In Sumatra, for example, WWF is involved in a project with Michelin and Indonesian conglomerate Barito Pacific. The companies have promised to develop a socially responsible and wildlife-friendly plantation adjacent to Thirty Hills National Park and the Alam Bukit Tigapuluh conservation concession, which are home to Asian elephants, tigers, and orangutans. The area is plagued by illegal deforestation and poaching. The idea is that a sustainable natural rubber operation could provide a buffer zone for wildlife and income opportunities for local communities, hopefully discouraging deforestation and poaching.
While the Sumatran project is still nascent, many at WWF are hopeful about the industry-transforming potential of another on-the-ground project—in Myanmar.
The Dawna Tenasserim Landscape in southern Myanmar and western Thailand includes one of the largest intact forest blocks in Asia. Named for the two mountain ranges that define it, it boasts the largest population of tigers in the Greater Mekong region and is a refuge for Asian elephants. Many think Myanmar is one of the world’s last hopes for sustaining these species into the future.
At the same time, the region faces the very threats that have destroyed so many of Southeast Asia’s forests, says Smith. “The Dawna Tenassarim’s forests in Myanmar are now the frontier where the Mekong region’s future rubber development is expected to go.”
While Myanmar is not currently a major rubber producer, yielding less than a quarter of what Michelin alone buys every year, the government’s ambitious national export strategy aims to make the country a natural rubber powerhouse—but one committed to sustainable production.
To help realize that commitment, WWF is facilitating the protection of natural habitats alongside rubber plantations, and encouraging companies to build programs that would help local rubber communities improve yield and quality. Experts predict that with the right interventions, income from rubber in Myanmar could triple without clearing any more forested land.
To improve yield, quality, and profitability on smallholders’ existing rubber holdings, WWF-Myanmar’s Gaurav Gupta, a former investment banker from India, is encouraging smallholder rubber tappers to form cooperatives.
“There has to be a smallholder-based solution,” says Gupta, “if local communities are to enjoy economic benefits and true sustainability.”
Modeled after successful cooperatives in his home country, these co-ops allow tappers to pool their money to invest in better equipment and to share best practices, such as which clones to plant, and where and how frequently to tap the trees to achieve the highest income. Due to the volume they produce, cooperatives can also negotiate better deals with traders.
Gupta is also working on creating reliable demand for Myanmar’s rubber by brokering agreements with companies to buy from participating smallholders and smallholder groups.

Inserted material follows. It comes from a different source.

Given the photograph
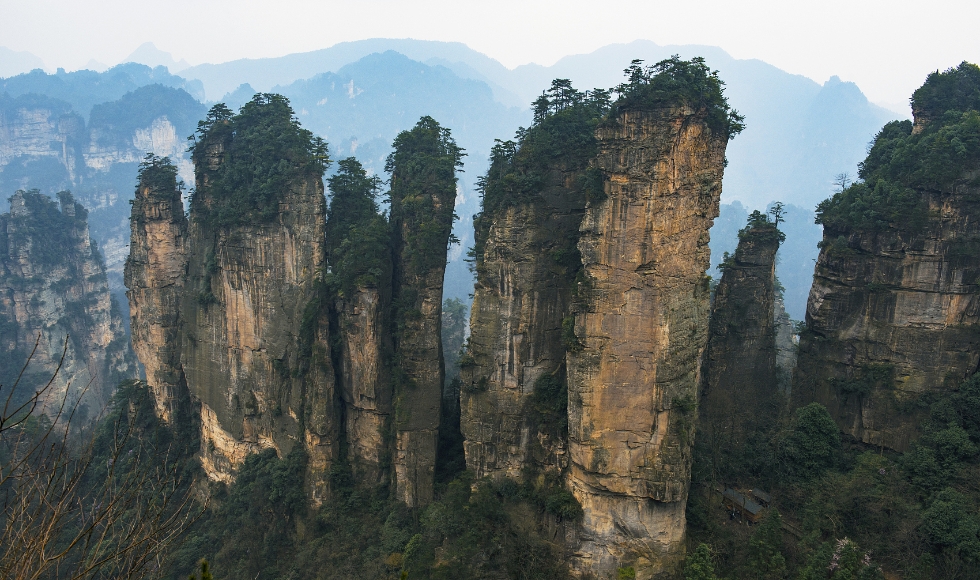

“All the pieces are in place,” says Smith. “We believe this landscape is one of the places with the greatest potential for a successful integration of sustainable natural rubber production into a conservation landscape.”
The work is critical beyond Dawna Tenasserim as well, says WWF’s Cesareo. “Success,” she says, “means tires made with sustainable natural rubber. But more importantly, it will mean the end of rubber-driven deforestation in tiger and elephant habitat.”